Mais comment réussir à construire une relation solide et durable tout en dissimulant à ma compagne ce sombre passé? Cela d’autant plus que ce passé continue aujourd’hui à titiller le présent puisque mon addiction est toujours là, même si le fait de partager ma vie avec quelqu’un me laisse moins de temps pour accomplir mes basses besognes.

Comment lui en parler, au risque d’abîmer irrémédiablement l’image qu’elle a de moi, et d’anéantir ainsi une si belle opportunité pour moi de renouer avec une vie de couple stable, seule à même de combler mon immense besoin d’amour féminin?

Le pourtant matheux que je suis n’a à ce jour trouvé aucune solution à cette complexe équation.

B.

Cher B.

Dans la confession, le fait de s’amender est un message à peine caché. Accepter sa faute face à l’autre, assumer sa faiblesse, appelle à l’engagement de ne plus recommencer.

Personne n’est parfait. Tout le monde le sait. Nous avons tous nos défauts, la liste des actions dont nous ne sommes pas fiers, la somme des petits et grands traumatismes que l’on traîne avec soi. Savoir et accepter qui l’on est, s’offrir dans toute cette complexité, c’est aussi la beauté de l’homme.

En tant que femme, si vous me demandez si je préfère construire ma vie avec une personne sans aspérités (mais aussi sans surprise et sans sel) ou avec un homme qui a parfois fait des erreurs (même si je dois également en payer le prix), mon choix est vite fait. Tout l’intérêt de la vie de couple c’est de grandir ensemble, d’évoluer côte à côte. Pas de s’associer à une image de papier glacé, clé en main avec toutes les options. Sans oublier que je ne suis pas parfaite non plus. Faire le geste d’accepter l’autre, c’est créer le terrain propice à ce qu’on m’accepte, moi.

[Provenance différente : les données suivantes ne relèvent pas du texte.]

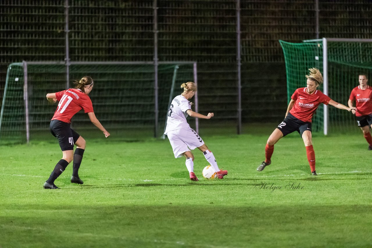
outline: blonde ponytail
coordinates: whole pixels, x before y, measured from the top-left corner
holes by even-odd
[[[183,88],[183,92],[181,94],[185,96],[185,94],[190,90],[196,91],[196,84],[193,82],[184,83],[181,85],[181,88]]]
[[[323,82],[323,77],[322,74],[319,71],[317,68],[310,68],[309,69],[310,73],[309,75],[306,75],[306,78],[314,81],[319,85]]]
[[[85,93],[84,87],[87,85],[90,85],[93,83],[93,80],[89,76],[83,77],[80,81],[74,81],[74,83],[76,85],[75,88],[79,89],[83,92]]]

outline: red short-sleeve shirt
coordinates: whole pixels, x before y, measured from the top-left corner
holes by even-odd
[[[59,102],[52,120],[71,123],[72,117],[81,109],[84,110],[84,113],[94,112],[89,97],[78,89],[57,92],[55,96]]]
[[[320,104],[328,105],[331,100],[320,90],[317,90],[312,94],[309,94],[306,87],[296,90],[291,98],[295,101],[295,104],[289,113],[303,122],[311,122],[312,116]]]

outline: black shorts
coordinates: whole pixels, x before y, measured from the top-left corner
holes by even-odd
[[[50,122],[50,132],[58,139],[62,151],[74,149],[74,144],[80,135],[71,129],[71,125],[59,120]]]
[[[302,133],[306,131],[311,132],[311,123],[303,122],[288,113],[287,117],[278,125],[278,129],[283,133],[283,136],[297,131],[302,137]]]
[[[372,125],[372,114],[368,115],[363,115],[362,116],[356,116],[356,122],[358,123],[358,126],[363,128],[366,126]]]

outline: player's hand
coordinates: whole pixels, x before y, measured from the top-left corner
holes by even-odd
[[[351,111],[351,112],[353,113],[353,114],[355,113],[355,112],[356,112],[356,108],[355,107],[351,107],[349,108],[349,109],[347,110],[349,112]],[[353,112],[353,110],[354,110],[354,112]]]

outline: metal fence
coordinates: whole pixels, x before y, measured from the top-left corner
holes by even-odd
[[[23,60],[195,61],[199,110],[238,131],[241,113],[243,123],[283,117],[278,40],[372,38],[368,0],[4,0],[0,8],[0,97],[7,66]]]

Puisque je suis de l’autre coté de cette barrière, je dois vous avouer que ce n’est pas toujours facile. Mais porter sur mes épaules le poids des erreurs de l’autre, c’est aussi une preuve d’amour.

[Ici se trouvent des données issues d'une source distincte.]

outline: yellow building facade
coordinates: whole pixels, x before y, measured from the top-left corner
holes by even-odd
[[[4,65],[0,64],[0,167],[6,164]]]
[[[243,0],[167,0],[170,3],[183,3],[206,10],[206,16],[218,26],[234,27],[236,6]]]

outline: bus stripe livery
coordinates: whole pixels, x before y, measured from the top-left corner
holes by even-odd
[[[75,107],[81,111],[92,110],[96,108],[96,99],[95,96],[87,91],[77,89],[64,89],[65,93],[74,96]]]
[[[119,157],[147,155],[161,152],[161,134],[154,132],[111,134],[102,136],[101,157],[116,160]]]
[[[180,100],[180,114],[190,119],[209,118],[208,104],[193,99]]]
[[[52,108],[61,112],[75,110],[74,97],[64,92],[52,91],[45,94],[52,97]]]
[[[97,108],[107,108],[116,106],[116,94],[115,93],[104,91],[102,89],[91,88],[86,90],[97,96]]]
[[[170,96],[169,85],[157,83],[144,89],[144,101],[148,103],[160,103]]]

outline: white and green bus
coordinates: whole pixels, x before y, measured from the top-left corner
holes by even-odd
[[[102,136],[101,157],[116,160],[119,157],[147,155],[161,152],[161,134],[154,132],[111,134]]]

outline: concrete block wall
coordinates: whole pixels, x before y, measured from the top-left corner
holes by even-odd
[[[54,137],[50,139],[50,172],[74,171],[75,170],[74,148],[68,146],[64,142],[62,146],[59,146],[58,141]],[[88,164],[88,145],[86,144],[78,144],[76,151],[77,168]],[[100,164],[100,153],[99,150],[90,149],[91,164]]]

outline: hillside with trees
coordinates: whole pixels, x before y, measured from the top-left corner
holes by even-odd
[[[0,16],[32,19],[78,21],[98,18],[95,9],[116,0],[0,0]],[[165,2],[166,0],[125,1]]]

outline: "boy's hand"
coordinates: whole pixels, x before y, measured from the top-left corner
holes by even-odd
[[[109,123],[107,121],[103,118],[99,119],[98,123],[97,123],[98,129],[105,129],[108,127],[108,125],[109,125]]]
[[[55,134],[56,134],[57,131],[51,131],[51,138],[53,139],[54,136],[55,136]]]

Aucune raison ne doit vous pousser à continuer une relation qui justifierait votre vie secrète

Je pense qu’en éclatant au grand jour, à la lumière parfois cruelle du quotidien, votre addiction prendra une autre saveur, perdra son goût d’interdit, deviendra peut-être moins excitante. Cela peut être un pas vers la guérison, afin de mettre vos dettes derrière vous pour vous reconstruire.

Je ne juge pas vos tendances fétichistes à partir du moment où elles ne font de mal à personne (ce que vous savez déjà) et qu’elles peuvent tout à fait s’inscrire dans une relation de couple saine et équilibrée (ce que vous savez aussi). C’est ces plaisirs que vous devez retrouver, celui de la confiance et du jeu avec l’autre.

Honnêtement, je n’ai aucun moyen de connaître à l’avance la réaction de votre compagne à votre confession. Va-t-elle s’enfuir en courant? C’est possible. Il existe pourtant une vraie chance qu’après un premier choc elle accepte de vous accompagner sur le chemin de la guérison et du plaisir partagé. À mon sens, c’est l’ultime test. Aucune raison ne doit vous pousser à continuer une relation qui justifierait votre vie secrète. Si celle-ci n’est pas la bonne, cherchez plutôt la femme avec qui vous pourrez vivre vos passions au grand jour sans vous enfermer dans des schémas toxiques.